In the PHP documentation string functions are listed that work on byte level. This works for SBCS strings, but not for MBCS strings. Luckily one famous encoding UTF-8 is backward compatible up to 7 bit US-ASCII.
Since PHP 5.6 the default encoding has changed to UTF-8, but it's string functions have not. The well known alternatives are iconv, Multibyte String and Intl. Also PCRE functions can be MBCS compliant when compiled in the right way.
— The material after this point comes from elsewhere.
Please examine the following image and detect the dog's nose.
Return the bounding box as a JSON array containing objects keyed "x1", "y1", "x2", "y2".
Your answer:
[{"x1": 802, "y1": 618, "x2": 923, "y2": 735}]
When SBCS code of age needs to be transformed to VMBCS (UTF-8) compliance, the standard PHP byte string functions needs to be rewritten to be MBCS safe. Although the most basic functions (like strpos()
) have an mb_*
variant (like mb_strpos()
) most of PHP's string functions have no mb_
counterpart. For continued use they have to be rewritten.
In the first stage, one needs to determine which SBCS string functions will work despite their byte oriented nature. Some have been identified already on SO, what I'm looking for now is a comprehensive list of functions that will work with UTF-8, or when used with caution, for example parameters with US-ASCII only. To clarify, the question is not about the byte string functions like chr()
or crc32()
, it's about getting a list of functions like:
- Not safe:
count_chars()
counts bytes, ... - Caution:
ltrim()
will work as long as parameters are US-ASCII, ... - Safe:
str_repeat()
will work with MBCS strings, ...
Would anybody know such a list?